Skip to content

Shresth-Mehta/Neural_Networks_API

Repository files navigation

Neural_Networks_API

Implemented:

  1. Stochastic Gradient Descent
  2. Batch Gradient Descent
  3. Momentum Based Gradient Descent
  4. Nesterov's accelerated gradient descent

Loss Functions:

  1. Mean Squared Error
  2. Categorical Cross_entropy

Neuron Types:

  1. Sigmoid_Layer
  2. Softmax_Layer
  3. Relu_Layer

Libraries used:

  1. numpy
  2. pandas
  3. matplotlib
  4. using pickle is optional: It is just used for saving the model object

Documentation:

  • Layers:
    model.add_Dense(neuron_type,num_neurons)      # neuron_type=Sigmoid_Layer, Softmax_Layer
  • Training:
    model.fit(x_train,y_train,x_test,y_test,n_epoch,batch_size)       # used for training the model
  • Validation:
    model.validate(x,y)       # to find the accuracy on validation dataset
  • Data Preparation:
    get_data(path)            # to seperate the feature vectors and labels from the csv file
    get_test_data(path)       # to get the test data
    get_submission_csv(path,model_obj,submission_file_path)       # Get a kaggle submission file for the given test file (path) 
  • Test Train Split:
    test_train_split(frac,x,y)        # to get the train and test data in the required fracion
  • Predict:
    get_predictions(dataset, model_obj)       # dataset==the test_dataset, object of the model class used

Results:

  • Sigmoid in the last layer does not work well with the categorical cross entropy loss function.
  • Small Dataset requires a small neural network so 3 layers seem to be enough.
  • Note: Accuracy is not remaining the same for a neural network trained again.
  • Softmax with categorical cross entropy gives the best accuracy. Links of various runs can be found along with their names in the wandb database.

Points to Note:

  1. Sigmoid layer at the output is performing very good as compared to softmax layer.
  2. Momentum based gradient descent with moment (0.1) gets same accuracy as plain model(90, 88) in just 20 epochs as against 40 epochs of plain model with error of 0.0094 and gave 92.5% accuracy on kaggle with 40 epochs.
  3. True divide does not work in a softmax function while np.divide() works.....why?
  4. Stochastic works better than batch gradient descent
  5. Reducing 1 layer performs better but the model still suffers from bias

Density Based clustering of applications with Noise:

  • Libraries used: numpy, pandas, matplotlib, sklearn (for creating datasets)

Class Dbscan

  • Fit the data set and train the clustering algorithm:
    model.fit(list_of_training_data_points)
  • Return a list of all the neighbors of the point satisfying the epsilon conditions
    model.get_neighbors(pt_whose_neighbors_are_to_be_found)
  • Return the number of clusters identified so far
    model.number_of_clusters()
  • Class Point: contains 2 attributes:
    pt.value        # gives the coordinate vector of the point
    pt.cluster      # gives the cluster number to which the point belongs

The algorithm above works on the depth first or breadth first search in a graph where it finds the number of disjoint graphs and clusters out all the points that do not satisfy the conditions to be core points or edge points. These points are thus classified as Noise Points.

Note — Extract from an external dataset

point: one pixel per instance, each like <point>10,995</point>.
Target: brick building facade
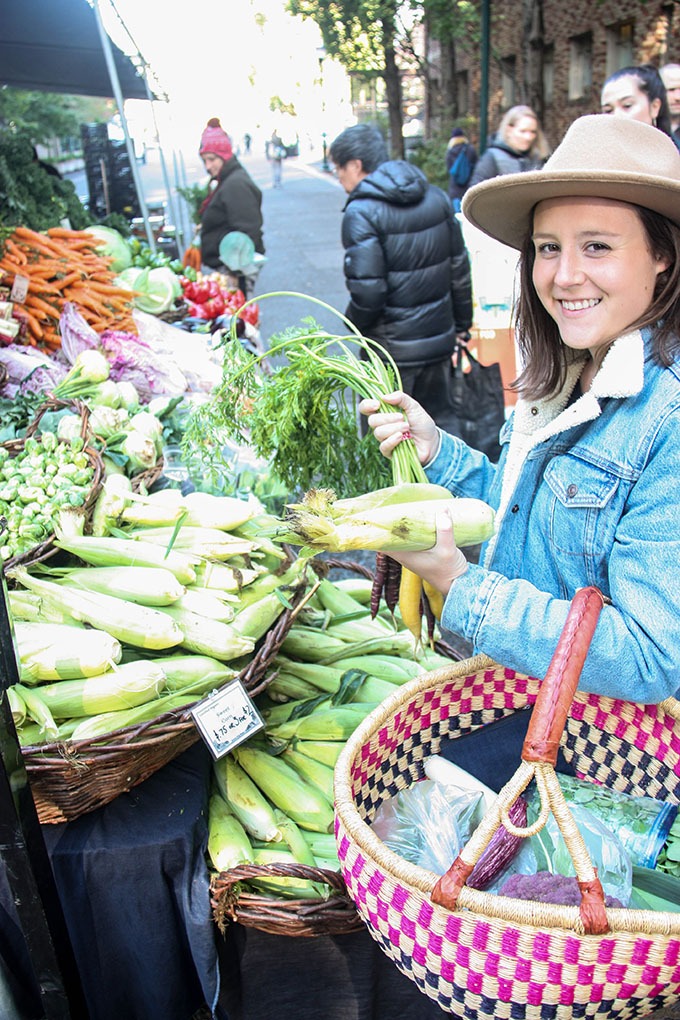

KMeans clustering with anomalous initialization

  • Libraries used: numpy, matplotlib, sklearn (for datasets), pandas
  • Used Iris data set to compare the Kmeans from sklearn to my implementation

Class KMeans_

  • Train:
    model.fit(X)      # X - list of training data points
  • Return the centers of various clusters identified
    model.cluster_centers()
  • Return a list of the predicted labels for the datapoints
    model.labels(X)   # X - list of data points to predict upon 
  • Return the list of all the elements in the specified cluster
    model.get_cluster_elements(X,cluster_number)

How is it different from vanilla KMeans clustering?

  • Initialization is not random. It is done following the structure of data.
  • minkowski’s distance metric has been used rather than euclidean distance to include multiple weight metrics.
  • Weighted Kmeans has been used which gives more preference to important features while less preference to less important features in a feature vector.